J’ai lu Baumgartner, de Paul Auster, et je l’ai trouvé splendide. Sans doute en partie parce que je savais tenir entre les mains ce qui serait probablement son dernier livre (il y en a peut-être encore dans les tiroirs, mais pas sûr). J’ai beaucoup lu Auster depuis le début de ma vie adulte et même un peu avant, c’est ainsi une page qui se referme aussi pour moi, et figurez-vous que ce livre, et c’est un peu magique, parle justement de pages qui se tournent, de la vieillesse et des dernières choses, et puis comme d’habitude de ces choix minuscules qui font basculer la vie. C’est beau, c’est touchant, c’est bref et c’est puissant. Je ne sais pas ce qu’il évoquera pour ceux qui le liront comme ça en passant. Sans doute est-ce un peu court. Sans doute pas grand-chose. C’est poignant, c’est vif, c’est plein de souffle, c’est du grand art ai-je envie de dire, mais sa lecture m’a tellement touché par une quantité de voies qui n’y sont pas du tout ou en tout cas qui n’y seront pas du tout pour tout le monde, qui en réalité sont des échos, des retours, des résonances, que sans doute y ai-je mis beaucoup trop. C’est un livre très simple, le livre très simple qu’un grand auteur a mis toute une vie à écrire, parce qu’il faut avoir beaucoup vécu et beaucoup écrit pour savoir raconter une histoire aussi simplement, pour ouvrir autant de voies avec si peu de mots. C’est terrible parce qu’il pourrait s’agir de son livre le plus lumineux et les circonstances le rendent complètement tragique, infiniment triste et presque douloureux. Pour le moment.

Quand je le relirai, peut-être qu’il ne restera plus que la lumière.

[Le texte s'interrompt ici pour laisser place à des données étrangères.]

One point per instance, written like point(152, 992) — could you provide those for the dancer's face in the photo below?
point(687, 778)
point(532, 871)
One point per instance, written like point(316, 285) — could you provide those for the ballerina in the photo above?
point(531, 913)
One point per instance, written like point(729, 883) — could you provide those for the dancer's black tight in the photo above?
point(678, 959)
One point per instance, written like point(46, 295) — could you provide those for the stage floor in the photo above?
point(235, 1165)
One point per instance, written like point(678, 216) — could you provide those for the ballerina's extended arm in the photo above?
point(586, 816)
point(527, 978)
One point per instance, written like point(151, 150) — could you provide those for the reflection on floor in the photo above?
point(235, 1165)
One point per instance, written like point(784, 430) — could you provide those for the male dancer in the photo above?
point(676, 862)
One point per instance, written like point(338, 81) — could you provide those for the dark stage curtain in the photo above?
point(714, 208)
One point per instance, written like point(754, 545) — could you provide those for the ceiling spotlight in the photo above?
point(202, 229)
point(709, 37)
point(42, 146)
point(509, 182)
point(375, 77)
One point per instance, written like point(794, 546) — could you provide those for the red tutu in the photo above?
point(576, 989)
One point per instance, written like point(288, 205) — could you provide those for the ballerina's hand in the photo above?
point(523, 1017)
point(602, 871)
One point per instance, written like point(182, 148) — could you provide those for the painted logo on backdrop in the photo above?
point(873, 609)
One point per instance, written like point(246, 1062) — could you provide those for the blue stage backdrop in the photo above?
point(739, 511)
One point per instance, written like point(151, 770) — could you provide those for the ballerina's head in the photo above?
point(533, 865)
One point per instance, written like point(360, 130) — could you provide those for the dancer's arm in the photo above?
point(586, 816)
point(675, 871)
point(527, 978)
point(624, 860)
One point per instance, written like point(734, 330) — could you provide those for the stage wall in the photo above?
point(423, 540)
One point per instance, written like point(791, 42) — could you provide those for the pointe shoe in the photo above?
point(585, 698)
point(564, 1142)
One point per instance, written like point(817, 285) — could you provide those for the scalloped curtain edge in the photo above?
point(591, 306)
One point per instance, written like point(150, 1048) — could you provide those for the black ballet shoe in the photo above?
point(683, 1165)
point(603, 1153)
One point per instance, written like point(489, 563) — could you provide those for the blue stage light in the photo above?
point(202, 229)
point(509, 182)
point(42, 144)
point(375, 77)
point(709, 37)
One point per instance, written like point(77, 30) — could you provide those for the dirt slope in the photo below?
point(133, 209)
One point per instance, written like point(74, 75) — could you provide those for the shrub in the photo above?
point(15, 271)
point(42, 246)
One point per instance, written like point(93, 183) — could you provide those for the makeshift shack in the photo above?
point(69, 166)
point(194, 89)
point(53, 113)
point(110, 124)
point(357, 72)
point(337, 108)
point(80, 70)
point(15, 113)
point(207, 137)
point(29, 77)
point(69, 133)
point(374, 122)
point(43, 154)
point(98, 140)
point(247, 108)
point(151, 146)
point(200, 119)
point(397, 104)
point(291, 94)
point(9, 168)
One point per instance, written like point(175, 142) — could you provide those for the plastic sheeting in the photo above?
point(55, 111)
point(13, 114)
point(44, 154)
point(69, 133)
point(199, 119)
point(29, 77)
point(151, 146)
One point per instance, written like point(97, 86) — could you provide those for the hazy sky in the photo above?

J’ai longtemps pensé que Auster était un écrivain des 90’s, qu’il n’écrivait plus depuis que la suite de son œuvre passée, les petites répercussions, les détails oubliés. Il y avait de la redite et plus tellement de souffle. De jolies choses parfois mais plus jamais d’élan. Et puis il y a eu 4, 3, 2, 1, et puis il y a eu ce Baumgartner, qui m’a tellement remué que j’ai enchaîné sur Pays de sang, pas du tout un roman mais quand même du Paul Auster et j’avais besoin de lire encore du Paul Auster. (C’est aussi très bien, mais c’est surtout un livre de photographie politique, déchirant, glacial.)